A representative SEM image of the typical ZnO NR platform employed in our peptide adsorption studies is provided in Fig. 1(A) with a corresponding colored schematic in the right panel to illustrate the different low-index crystal planes of the polar {0001} and nonpolar {101̄0} facets on the exposed surface of the wurtzite ZnO NR. The highly crystalline ZnO NR exposes six prismic planes along the NR side facets and two basal planes at the NR end facets. For discriminatory adsorption onto the basal versus prismic planes of ZnO NRs, we exploit two short peptide sequences that have shown clear adsorption bias either to the family of basal or prismic facets on the exposed surface of the wurtzite ZnO NR.^30,31 In recent years, phage-display experiments have become a reliable technique by which to screen large pools of peptides to probe their affinity for optically interesting inorganic materials such as noble metals, semiconductors and metal oxides.^30,34 Using this approach, a strong ZnO binding peptide referred to as PT44, with the amino acid sequence of HSSHHQPKGTNP, was identified to exhibit high specificity for binding onto the basal planes of ZnO {0001}.³⁰ In addition, a contrasting peptide named PT32, with the sequence of HVSIHRTTHHEM, was reported to show a high binding affinity for the prismic planes of ZnO {101̄0}.³¹ In the top panel of Fig. 1(B), a magnified SEM image reveals the well-defined, rectangular prismic plane comprising the ZnO NR side facet that serves as the preferential binding site for the PT32 biomolecules. The zoomed-in SEM view of Fig. 1(C) clearly shows the hexagonal basal plane at the ZnO NR end facet that provides the highly favored adsorption site for the PT44 fragments. The discriminating binding preferences of the FITC-Ahx-labeled PT32 and PT44 biomolecules toward the different ZnO NR crystal planes are schematically depicted below each SEM image in Fig. 1 (B and C). In the bottommost panels of Fig. 1, the ball and stick model of the amino acids encoding the high-affinity interaction of each 12-mer peptide of PT32 and PT44 for its respective crystal plane are also illustrated without the N-terminal FITC-Ahx modification.
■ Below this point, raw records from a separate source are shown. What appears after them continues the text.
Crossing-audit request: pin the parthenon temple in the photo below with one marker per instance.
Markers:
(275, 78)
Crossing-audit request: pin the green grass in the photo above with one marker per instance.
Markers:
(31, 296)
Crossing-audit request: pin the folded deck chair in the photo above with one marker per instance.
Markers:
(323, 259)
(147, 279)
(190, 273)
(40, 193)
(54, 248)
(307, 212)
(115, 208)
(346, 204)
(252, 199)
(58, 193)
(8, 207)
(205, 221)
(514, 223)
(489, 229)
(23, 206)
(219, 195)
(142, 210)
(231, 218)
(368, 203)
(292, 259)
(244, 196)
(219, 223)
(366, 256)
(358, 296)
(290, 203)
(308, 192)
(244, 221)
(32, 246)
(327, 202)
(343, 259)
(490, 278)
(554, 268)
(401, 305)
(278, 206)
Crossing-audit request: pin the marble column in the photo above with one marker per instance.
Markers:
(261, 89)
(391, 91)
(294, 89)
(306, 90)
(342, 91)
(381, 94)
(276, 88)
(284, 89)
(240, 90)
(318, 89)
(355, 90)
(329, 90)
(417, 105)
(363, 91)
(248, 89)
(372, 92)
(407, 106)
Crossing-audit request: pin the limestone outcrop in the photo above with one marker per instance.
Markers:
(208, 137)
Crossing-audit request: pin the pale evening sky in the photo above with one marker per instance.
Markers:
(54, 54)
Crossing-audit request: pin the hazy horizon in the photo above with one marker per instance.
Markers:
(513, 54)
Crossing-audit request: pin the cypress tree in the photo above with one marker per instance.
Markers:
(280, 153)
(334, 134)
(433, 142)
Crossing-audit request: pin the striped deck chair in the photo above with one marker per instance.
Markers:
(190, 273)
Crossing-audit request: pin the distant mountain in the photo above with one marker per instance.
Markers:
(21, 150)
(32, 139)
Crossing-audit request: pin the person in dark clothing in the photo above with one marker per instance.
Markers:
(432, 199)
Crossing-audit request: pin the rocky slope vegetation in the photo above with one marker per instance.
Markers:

**(A)** A SEM image of a typical ZnO NR showing the basal (NR end) and the prismic (NR side) facets. The different crystal planes exposed on the ZnO NR are defined in the colored schematic on the right. **(B)** The zoomed-in SEM view of the rectangular side facet along the main body of the NR depicts the ZnO crystal plane that serves as the preferential binding sites for the PT32 fragments. **(C)** The hexagonal NR end facet highly favored for the adsorption of the PT44 strands is clearly shown in the magnified SEM image. In the bottom panels of (B) and (C), schematics depicting the discriminatory biomolecular adsorption behaviors on different ZnO NR facets are shown along with ball and stick models of each peptide.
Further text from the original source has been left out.